By utilizing video tools in online insight communities, participants generate a wealth of useful data in their own location on their own terms, dropping the customary stiffness that drains time or subtly influences answers in traditional focus groups or in-person interviews.
Video tools also have the added advantage of enabling CPG brands to penetrate a wider swath of locations to conduct research, stretching research budgets further while simultaneously generating insight from previously overlooked markets.
What were formerly separate silos of data have become more intertwined as brands increasingly see the value of comparing original research findings with overarching consumer insights in the category. Market research companies are using secondary research as both a starting place to develop lines of questioning and a backdrop to contextualize their findings. This integration of primary and secondary research results in insights that not only answer a brand’s current business challenge but can uncover white space a brand or product may be able to fill in the future.
Brands have started to recognize the importance of inviting their customers to drive product development. Brands that crowdsource ideas not only determine exactly what their customers want from their products, but also gain extra credit with consumers for listening to their audiences. Established CPG brands are beginning to work more closely with their research partners to tailor research to move beyond thoughts, feelings and reactions into practical product ideation.

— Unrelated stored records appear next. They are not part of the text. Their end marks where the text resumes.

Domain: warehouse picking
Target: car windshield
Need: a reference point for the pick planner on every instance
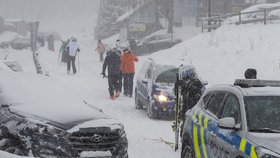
(263, 113)
(168, 76)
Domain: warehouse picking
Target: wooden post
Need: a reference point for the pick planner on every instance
(240, 21)
(202, 26)
(265, 17)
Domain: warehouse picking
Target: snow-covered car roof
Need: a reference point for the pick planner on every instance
(162, 68)
(251, 91)
(42, 96)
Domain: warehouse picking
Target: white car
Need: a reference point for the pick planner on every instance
(235, 121)
(41, 117)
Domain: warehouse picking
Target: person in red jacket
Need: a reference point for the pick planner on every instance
(128, 70)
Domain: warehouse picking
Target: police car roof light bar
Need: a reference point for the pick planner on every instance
(246, 83)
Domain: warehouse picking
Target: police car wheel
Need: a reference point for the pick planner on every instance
(149, 111)
(188, 150)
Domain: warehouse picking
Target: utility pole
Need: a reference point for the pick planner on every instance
(209, 14)
(170, 16)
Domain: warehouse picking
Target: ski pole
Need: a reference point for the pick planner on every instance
(78, 62)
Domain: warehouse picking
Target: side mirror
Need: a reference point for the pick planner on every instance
(145, 81)
(204, 82)
(227, 123)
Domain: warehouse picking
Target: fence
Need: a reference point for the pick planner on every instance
(214, 22)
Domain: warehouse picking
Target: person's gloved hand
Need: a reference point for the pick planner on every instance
(103, 75)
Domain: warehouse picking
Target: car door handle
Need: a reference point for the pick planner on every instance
(213, 135)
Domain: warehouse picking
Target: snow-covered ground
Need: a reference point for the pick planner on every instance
(220, 57)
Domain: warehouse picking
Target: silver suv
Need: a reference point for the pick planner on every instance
(235, 121)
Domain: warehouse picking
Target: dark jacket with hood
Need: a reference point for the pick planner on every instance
(113, 62)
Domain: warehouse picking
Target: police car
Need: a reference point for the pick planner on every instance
(235, 121)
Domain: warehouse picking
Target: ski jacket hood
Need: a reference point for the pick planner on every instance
(127, 65)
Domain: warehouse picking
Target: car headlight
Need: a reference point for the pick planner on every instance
(161, 98)
(266, 153)
(121, 131)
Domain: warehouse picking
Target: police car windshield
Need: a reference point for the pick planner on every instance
(263, 113)
(168, 76)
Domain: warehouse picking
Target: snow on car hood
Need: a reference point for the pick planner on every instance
(164, 88)
(42, 96)
(113, 124)
(268, 140)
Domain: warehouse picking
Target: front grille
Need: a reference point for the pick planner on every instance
(94, 140)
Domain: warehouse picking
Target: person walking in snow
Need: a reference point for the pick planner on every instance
(73, 48)
(101, 49)
(64, 53)
(191, 90)
(128, 71)
(112, 62)
(50, 40)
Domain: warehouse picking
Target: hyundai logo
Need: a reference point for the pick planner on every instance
(96, 138)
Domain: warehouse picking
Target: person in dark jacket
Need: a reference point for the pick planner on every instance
(50, 40)
(128, 71)
(191, 89)
(112, 62)
(64, 53)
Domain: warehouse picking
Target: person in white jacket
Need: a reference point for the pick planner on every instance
(73, 48)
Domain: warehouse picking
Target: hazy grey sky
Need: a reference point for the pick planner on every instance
(38, 9)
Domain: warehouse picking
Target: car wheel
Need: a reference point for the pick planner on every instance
(137, 102)
(187, 150)
(14, 150)
(149, 110)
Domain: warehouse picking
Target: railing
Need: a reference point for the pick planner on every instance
(214, 22)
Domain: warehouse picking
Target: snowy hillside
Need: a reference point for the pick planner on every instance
(223, 55)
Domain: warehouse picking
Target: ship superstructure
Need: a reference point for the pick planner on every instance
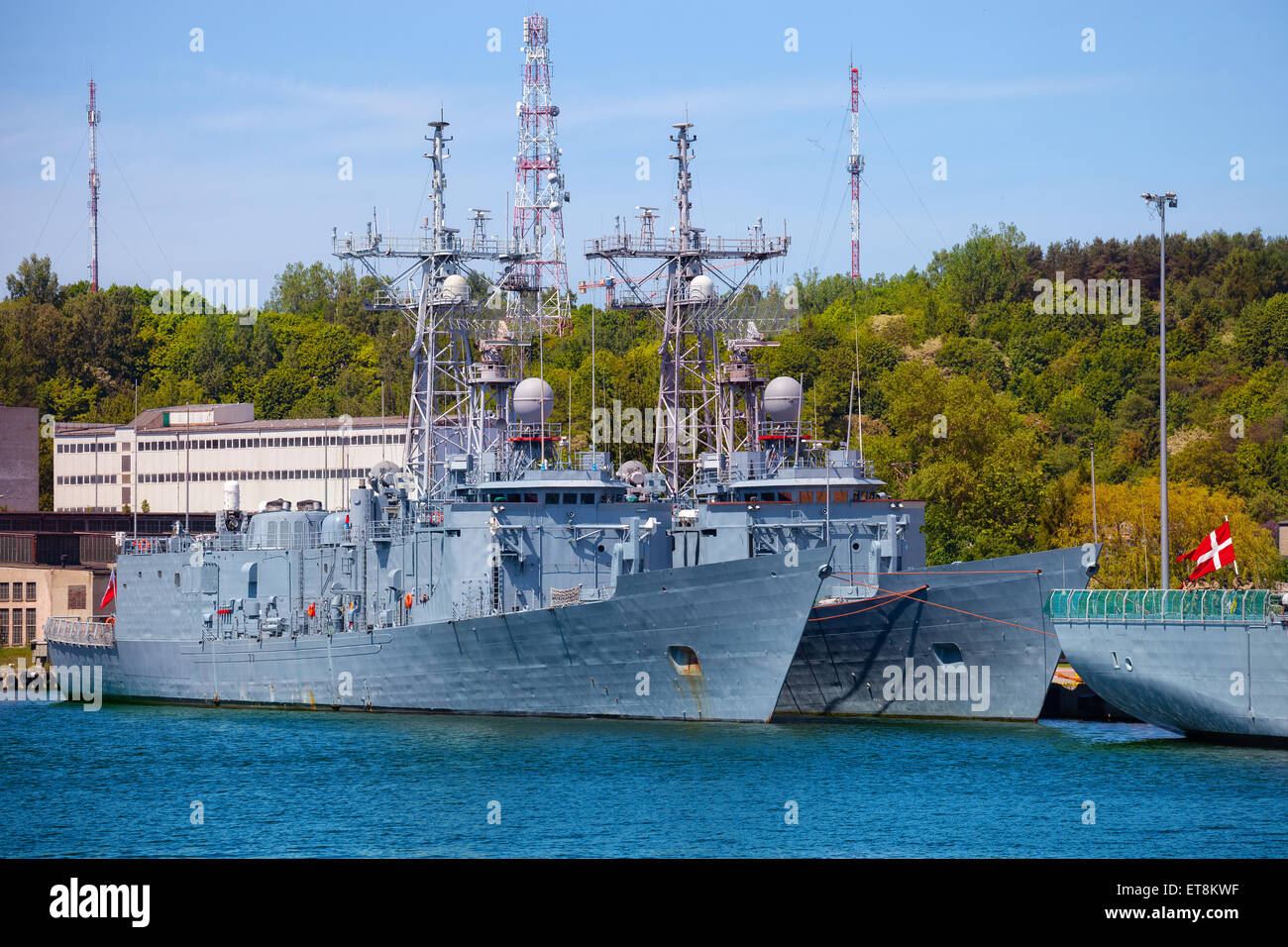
(890, 635)
(484, 575)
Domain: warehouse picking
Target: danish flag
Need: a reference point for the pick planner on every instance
(1212, 553)
(108, 592)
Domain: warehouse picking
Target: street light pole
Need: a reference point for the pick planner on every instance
(1162, 202)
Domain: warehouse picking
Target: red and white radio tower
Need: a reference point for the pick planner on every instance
(94, 118)
(540, 191)
(855, 170)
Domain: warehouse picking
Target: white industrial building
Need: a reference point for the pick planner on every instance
(179, 459)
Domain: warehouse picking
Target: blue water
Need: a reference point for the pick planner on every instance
(123, 781)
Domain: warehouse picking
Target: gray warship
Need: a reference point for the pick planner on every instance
(890, 635)
(492, 574)
(1211, 664)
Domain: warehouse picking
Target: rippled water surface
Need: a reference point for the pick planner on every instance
(124, 781)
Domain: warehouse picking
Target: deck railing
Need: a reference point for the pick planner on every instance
(99, 634)
(1155, 604)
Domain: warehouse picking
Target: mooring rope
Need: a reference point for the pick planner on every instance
(938, 604)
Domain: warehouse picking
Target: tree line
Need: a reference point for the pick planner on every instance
(971, 398)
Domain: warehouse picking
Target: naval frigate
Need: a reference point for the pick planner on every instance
(490, 575)
(892, 635)
(1211, 664)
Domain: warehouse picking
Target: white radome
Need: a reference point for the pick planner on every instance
(533, 401)
(702, 287)
(455, 289)
(784, 398)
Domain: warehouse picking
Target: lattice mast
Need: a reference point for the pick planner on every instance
(700, 307)
(94, 119)
(433, 292)
(855, 167)
(539, 287)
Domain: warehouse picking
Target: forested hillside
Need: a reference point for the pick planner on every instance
(971, 398)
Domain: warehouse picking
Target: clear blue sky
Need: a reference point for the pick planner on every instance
(232, 154)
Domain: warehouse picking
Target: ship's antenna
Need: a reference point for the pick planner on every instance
(1162, 202)
(855, 169)
(1095, 527)
(849, 416)
(593, 445)
(858, 386)
(540, 192)
(94, 118)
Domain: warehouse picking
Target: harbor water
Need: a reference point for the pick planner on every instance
(184, 781)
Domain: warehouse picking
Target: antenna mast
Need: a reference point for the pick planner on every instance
(94, 118)
(449, 320)
(855, 171)
(698, 305)
(539, 192)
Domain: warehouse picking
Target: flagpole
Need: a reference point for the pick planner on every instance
(1162, 202)
(1235, 561)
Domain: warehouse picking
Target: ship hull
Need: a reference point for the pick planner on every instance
(918, 650)
(1220, 682)
(606, 659)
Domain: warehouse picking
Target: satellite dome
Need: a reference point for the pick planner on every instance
(533, 401)
(784, 398)
(632, 472)
(702, 287)
(455, 289)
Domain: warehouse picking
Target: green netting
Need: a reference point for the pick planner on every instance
(1175, 604)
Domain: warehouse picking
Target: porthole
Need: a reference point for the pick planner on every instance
(686, 660)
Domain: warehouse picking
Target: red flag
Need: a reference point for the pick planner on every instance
(108, 592)
(1212, 553)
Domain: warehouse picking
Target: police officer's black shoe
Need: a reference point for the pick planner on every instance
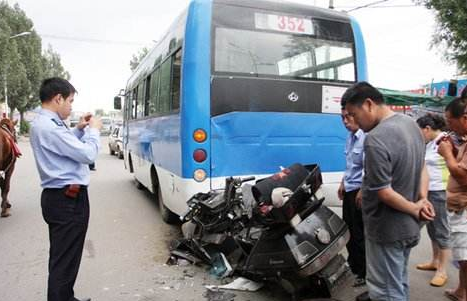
(363, 297)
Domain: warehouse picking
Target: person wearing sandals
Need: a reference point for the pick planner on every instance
(438, 230)
(454, 151)
(349, 192)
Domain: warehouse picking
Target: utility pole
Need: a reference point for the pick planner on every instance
(5, 72)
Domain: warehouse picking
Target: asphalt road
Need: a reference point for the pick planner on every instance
(126, 246)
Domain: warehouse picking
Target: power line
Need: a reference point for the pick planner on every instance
(384, 6)
(90, 40)
(367, 5)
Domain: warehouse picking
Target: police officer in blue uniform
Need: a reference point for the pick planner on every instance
(62, 157)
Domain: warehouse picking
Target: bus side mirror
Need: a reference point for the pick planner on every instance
(117, 103)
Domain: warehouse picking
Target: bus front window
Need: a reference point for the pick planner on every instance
(257, 53)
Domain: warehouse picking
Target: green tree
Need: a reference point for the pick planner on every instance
(137, 58)
(451, 32)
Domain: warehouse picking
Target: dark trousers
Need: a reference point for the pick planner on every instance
(356, 246)
(68, 222)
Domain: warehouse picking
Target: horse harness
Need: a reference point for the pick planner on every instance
(14, 150)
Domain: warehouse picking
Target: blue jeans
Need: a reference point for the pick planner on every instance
(387, 269)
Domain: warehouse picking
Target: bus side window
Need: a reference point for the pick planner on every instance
(134, 103)
(127, 106)
(140, 101)
(175, 89)
(154, 92)
(164, 96)
(147, 85)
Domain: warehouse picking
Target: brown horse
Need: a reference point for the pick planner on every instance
(8, 153)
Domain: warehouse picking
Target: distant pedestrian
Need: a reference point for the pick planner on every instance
(394, 191)
(62, 157)
(455, 154)
(438, 229)
(349, 191)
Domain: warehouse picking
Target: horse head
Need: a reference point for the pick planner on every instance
(9, 126)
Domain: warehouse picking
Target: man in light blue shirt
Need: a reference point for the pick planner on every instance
(349, 192)
(62, 157)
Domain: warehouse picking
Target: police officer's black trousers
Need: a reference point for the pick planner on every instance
(68, 219)
(352, 216)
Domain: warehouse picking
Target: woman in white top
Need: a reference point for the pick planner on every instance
(438, 230)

CPG brands already pay close attention to conversations in social media circles from actual customers who are using their products. The complaints and praise surfaced through social media listening guide future communications and product development decisions. But not all brands recognize the value of looking at conversational trends surrounding their product as they relate to the category as a whole. Direct-to-consumer brands do this exceptionally well because these brands were usually born out of a specific cultural perception or marketplace need.
Traditional CPG brands benefit from looking outside their own four walls and evaluating the social conversation around their product in context with greater marketplace trends. Understanding where the two intersect will reveal what’s missing from the market – the white space opportunities that can be filled before a challenger steps in to close the gap.
Prediction markets are increasingly used in CPG market research to identify trends in consumer behavior and determine if a specific concept will be successful with consumers. By swapping question wording from “What would you do?” to “What do you think others will do?” respondents have been able to predict shifts in market trends with surprising accuracy. An additional benefit to this methodology is that respondents are tasked with answering only the questions they feel most confident about, thus reducing the number of blanket guesses that could skew results.
As consumers become more accustomed to (and in many cases, expect) the idea that brands want to hear from them, they become more comfortable clearly articulating their responses. Issuing feedback and being part of product co-creation is no longer a foreign idea – for many consumers, it’s a fun way to pass time. Platforms that have gamified market research recognize that respondents who are engaged in survey participation provide more relevant consumer insights. By blending the two languages of games and surveys, marketers are discovering new ways to keep survey participants interested.
CPG brands will always need to conduct research to ensure their products stay relevant. That said, limiting one’s research to traditionally established methods will ultimately leave a lot of valuable information on the table. Innovative new market research tools and perspectives are opening up opportunities for CPG brands to dig even deeper into how they can fill unmet consumer needs.